Who are "us"? There is talk of big oil/gas development by Eastern nation organisations in the Kurile Islands region. Not everyone is going "carbon neutral".

Published in Avweb today;"Diamond Aircraft says the electrified version of its DA40 single will have up to a 90-minute endurance and charge time of 20 minutes. The company announced on Wednesday it has chosen Safran’s ENGINeUS electric motor to power the eDA40. “With Safran we are having an expert partner for electric propulsion systems aboard,” said Liqun (Frank) Zhang, CEO, Diamond Aircraft Industries Austria. “The smart motor’s state-of-the-art technology including smart features paired with a well-advanced certification process is the logical choice for our eDA40. We are looking forward to the first flights scheduled for end 2022.”

Diamond announced the program last October. The aircraft is aimed at the training market and Diamond is predicting a 40 percent decrease in operating costs for flight schools. The 90-minute endurance likely won’t be achieved immediately but will be possible as battery technology evolves. Diamond is predicting certification for the motor by mid-2023 and basic EASA certification of the aircraft in late 2023 or early 2024."

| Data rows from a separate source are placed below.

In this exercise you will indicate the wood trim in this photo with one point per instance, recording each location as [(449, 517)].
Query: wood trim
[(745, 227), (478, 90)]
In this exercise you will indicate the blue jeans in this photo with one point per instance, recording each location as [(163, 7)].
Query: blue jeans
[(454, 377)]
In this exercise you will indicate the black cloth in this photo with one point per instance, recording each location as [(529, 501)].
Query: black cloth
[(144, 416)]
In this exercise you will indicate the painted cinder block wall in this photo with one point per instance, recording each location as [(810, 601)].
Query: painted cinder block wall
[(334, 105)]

So perhaps we won't be waiting as long some doubters believe

There are totally new aspects to think about, battery health one of the most prominent. Like charging software, charging power used and peak power use, battery temperature, environmental temperatures in cruise flight, battery aging. It will take a while until this is good enough for Joe public.

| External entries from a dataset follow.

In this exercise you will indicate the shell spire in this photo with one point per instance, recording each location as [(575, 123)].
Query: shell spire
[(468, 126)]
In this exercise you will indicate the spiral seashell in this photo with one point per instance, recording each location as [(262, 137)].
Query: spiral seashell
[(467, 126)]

Precisely. On the long term, fossil fuels are dead, and batteries are today the only realistic alternative. Still, they are far from being "market-ripe".

To me it seems rather that we will wait longer than some hopers believe. Especially in the very conservative environment of aviation in general, and private aviation in particular.

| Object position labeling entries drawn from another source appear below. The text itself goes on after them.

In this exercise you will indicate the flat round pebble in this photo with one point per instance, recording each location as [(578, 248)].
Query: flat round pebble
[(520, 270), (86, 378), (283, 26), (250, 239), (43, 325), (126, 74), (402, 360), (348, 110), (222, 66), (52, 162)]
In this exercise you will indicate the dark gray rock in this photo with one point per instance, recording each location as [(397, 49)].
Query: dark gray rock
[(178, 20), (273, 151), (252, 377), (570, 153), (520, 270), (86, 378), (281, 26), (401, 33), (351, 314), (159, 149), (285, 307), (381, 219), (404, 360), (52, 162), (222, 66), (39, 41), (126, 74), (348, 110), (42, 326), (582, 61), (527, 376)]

This company thinks differently:

Massachusetts-based commuter airline Cape Air has signed a letter of intent (LOI) with Eviation for the purchase of 75 all-electric Alice aircraft. The terms of the agreement have not been made public. As previously reported by AVweb, Eviation announced in June 2019 that Cape Air would be its first commercial customer for the aircraft, which is still in development.

“Truly sustainable aviation not only reduces the impact of air travel on the environment but also makes business sense,” said Jessica Pruss, Eviation vice president of sales. “We are proud to support Cape Air, a recognized leader in regional air travel, to chart a new path in delivering innovative solutions that benefit airline operators, passengers, communities and society.”

Cape Air currently flies more than 400 flights a day to locations in the Northeast, Midwest, Montana and the Caribbean. According to Eviation, the Alice will have a top cruise speed of 250 knots, maximum payload of 2,500 pounds and single-charge range of 440 NM. The aircraft will seat nine passengers and two crew members and is powered by the magniX magni650 electric propulsion unit. Eviation noted last February amidst a leadership change that it was expecting to fly the Alice for the first time “in the upcoming weeks.”

Excuse me for being unimpressed. A letter of Intent is not an order, not by a long way. How could it? This Alice thing has not yet flown (except as a scale model), to not even mention certification. Baked air has a fine scent, admittedly, still you shouldn't be led by the nose.

https://insideevs.com/news/583324/pa...ter-two-fires/
No idea what has caused this but perhaps these quick change aircraft batteries should also be ejectable. 😁

Today's Telegraph has a piece on the Sherwood E Kub having flown for a thirty-minute flight over Norfolk.. .. smart looking aircraft, except for the upside-down depiction of the Union Jack.:</

Excellent. I believe that the pilot contributes here from time to time, I hope he'll tell us a little about this project when the time is correct for that...

Fossil fuels are not dead. The post globalisation world will see to that. By the time legacy fossil fuels are getting difficult to extract there will be a range of synthetic liquid fuels on the market. Crude oil can be made from algae, or from thin air. Liquid hydrocarbon fuels and internal combustion engines will be around for a very long time.